Fast action on private ice might be expected. Both times Brian and I ice fished the private lake, once with a number of other anglers who knew someone who resides there, tip-up flags began flying almost as soon as we began setting them, but that didn’t mean we could cut holes and set bait anywhere and get the same results. We did experiment with setting tip-ups in various spots and got different results, but the fishing does suggest, as it probably will again this January, that a greater abundance of less pressured fish exists than under most public ice, which shouldn’t surprise anyone. The interesting thing is the discrepancy between the size and kind of fish we catch when water is open compared to when it’s frozen.

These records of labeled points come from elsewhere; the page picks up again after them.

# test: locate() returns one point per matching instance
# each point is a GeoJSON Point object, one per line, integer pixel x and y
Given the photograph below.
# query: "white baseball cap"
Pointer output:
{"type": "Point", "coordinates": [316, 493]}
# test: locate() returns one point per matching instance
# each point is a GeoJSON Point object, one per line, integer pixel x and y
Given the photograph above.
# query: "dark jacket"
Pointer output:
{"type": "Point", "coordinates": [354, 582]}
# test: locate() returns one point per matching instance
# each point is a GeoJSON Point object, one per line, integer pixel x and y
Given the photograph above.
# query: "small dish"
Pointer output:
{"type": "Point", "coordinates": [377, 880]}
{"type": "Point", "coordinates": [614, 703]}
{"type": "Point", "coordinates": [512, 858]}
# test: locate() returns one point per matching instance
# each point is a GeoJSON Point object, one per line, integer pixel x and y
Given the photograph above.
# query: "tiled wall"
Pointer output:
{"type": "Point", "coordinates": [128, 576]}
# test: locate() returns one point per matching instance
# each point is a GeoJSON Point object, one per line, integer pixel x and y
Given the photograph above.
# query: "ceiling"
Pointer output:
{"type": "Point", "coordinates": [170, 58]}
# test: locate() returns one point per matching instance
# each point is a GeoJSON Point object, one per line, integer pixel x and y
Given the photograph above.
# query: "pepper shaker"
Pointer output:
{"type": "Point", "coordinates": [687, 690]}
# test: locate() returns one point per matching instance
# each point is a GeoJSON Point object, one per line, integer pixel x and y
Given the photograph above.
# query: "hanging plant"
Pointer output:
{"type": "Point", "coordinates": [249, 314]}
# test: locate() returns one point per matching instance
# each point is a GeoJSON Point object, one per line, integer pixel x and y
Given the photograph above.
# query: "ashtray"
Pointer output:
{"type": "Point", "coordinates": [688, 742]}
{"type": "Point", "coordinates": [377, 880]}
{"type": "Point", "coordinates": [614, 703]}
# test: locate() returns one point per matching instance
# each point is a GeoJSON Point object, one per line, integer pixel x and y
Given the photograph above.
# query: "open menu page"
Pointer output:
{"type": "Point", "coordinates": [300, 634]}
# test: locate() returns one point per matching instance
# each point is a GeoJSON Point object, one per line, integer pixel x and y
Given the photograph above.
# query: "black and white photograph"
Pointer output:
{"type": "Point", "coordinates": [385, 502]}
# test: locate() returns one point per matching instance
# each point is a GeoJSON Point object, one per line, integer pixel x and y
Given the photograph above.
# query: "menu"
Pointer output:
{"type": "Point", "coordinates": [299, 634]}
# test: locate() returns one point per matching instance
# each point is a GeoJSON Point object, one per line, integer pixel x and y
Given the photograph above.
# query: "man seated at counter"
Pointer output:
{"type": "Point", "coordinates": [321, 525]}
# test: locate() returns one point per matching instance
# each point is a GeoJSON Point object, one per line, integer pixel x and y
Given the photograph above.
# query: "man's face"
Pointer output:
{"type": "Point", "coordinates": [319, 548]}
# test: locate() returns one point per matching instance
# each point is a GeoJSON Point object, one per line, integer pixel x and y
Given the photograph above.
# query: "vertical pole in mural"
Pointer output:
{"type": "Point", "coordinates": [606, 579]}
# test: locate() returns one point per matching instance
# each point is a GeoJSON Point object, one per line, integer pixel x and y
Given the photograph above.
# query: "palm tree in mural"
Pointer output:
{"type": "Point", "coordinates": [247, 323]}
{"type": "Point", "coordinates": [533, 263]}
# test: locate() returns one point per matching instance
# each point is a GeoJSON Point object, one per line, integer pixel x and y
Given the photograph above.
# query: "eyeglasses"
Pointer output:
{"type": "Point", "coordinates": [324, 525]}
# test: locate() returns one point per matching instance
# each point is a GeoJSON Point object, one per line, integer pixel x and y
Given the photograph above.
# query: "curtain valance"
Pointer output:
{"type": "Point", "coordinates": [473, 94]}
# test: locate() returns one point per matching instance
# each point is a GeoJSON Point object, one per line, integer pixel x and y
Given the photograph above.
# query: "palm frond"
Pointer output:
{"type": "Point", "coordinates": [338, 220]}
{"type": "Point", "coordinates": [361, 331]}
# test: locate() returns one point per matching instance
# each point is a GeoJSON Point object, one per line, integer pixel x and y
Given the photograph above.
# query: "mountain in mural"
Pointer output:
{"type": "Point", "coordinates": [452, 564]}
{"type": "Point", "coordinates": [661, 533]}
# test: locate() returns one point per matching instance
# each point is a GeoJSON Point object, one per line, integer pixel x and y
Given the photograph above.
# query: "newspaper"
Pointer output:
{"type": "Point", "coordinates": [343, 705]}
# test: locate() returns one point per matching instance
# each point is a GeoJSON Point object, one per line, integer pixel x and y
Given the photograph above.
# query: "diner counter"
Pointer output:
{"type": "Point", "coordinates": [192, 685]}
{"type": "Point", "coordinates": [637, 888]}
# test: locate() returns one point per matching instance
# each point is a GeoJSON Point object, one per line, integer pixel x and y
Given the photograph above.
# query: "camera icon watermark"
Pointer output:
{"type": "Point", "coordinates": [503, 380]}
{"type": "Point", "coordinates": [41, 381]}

Nice pickerel over 22 inches from a private lake.
When open, we catch more largemouths than pickerel. So far, we’ve caught only three largemouths through the ice, many pickerel, and a number of good-sized yellow perch. But when we catch open water pickerel, they’re usually well over 20 inches and as many as 25. Why they’re usually about 17 inches when caught through the ice, I don’t understand. We have yet to see one over 23 inches. The shiners we use are large, so it’s not as if small bait is amounting to small fish.
Best I can tell, we’ve set tip-ups where smaller pickerel occupy the water, relative shallows with residual weeds. Perhaps if we were to scale down the size of our lures and cast them in such shallows when open, we’d catch smaller pickerel. Maybe greater success is just the matter of setting tip-ups elsewhere for bigger fish, sacrificing that flurry of flags, but the rate of return might come to resemble that of some public waters.
We had 88-acre public Tilcon Lake to ourselves, and we caught fish, too.
The only certainty is more experience gained and that new inferences can be drawn, leading to new uncertain conclusions as familiarity nevertheless grows through a learning process that does make catches predictable…and eventually might lead to trying somewhere new. If it gets too easy and familiar, what’s the point? Brian and I had an objective that didn’t take too long to fulfill. A five-pound bass. We didn’t weigh the fish. We got it back into the water quickly. But we did measure it at 21 inches, so if not five pounds on the mark, close enough. Pickerel eat under the ice, no doubt, and yet, so do bass. Why haven’t Brian and I caught more?
Many years ago, each winter when ice was safe in Mercer County, friends and I fished a six-acre public pond that got a lot of open-water pressure during the early season. Its deepest water is 12 feet. We enjoyed days when flags flew so frequently it was as if the bass were eager to shake our hands, but why does the private lake Brian and I fish compare unfavorably?
Dogs are allowed on many public lakes.
One thing stands out from these comparisons: Fishing is not all about action. If it were, it would get boring just as fast. A game is a thing of the mind. A process of overturning obstacles to scoring, and by applying the mind to new fishing situations, we challenge ourselves, learning things that amount to success in our private space—even if the water is public.
How can I compare the ice fishing on the private lake to the ice fishing I enjoyed on the six-acre pond? Even if we do find some bass, my bet is that we’ll never find them as concentrated as they were in the 12-foot depths of that pond, because our favorite lake is rather shallow and has no such spot, but we know it has a lot of big bass, because we’ve caught many when it’s been open. Just one of them through the ice will make a big difference.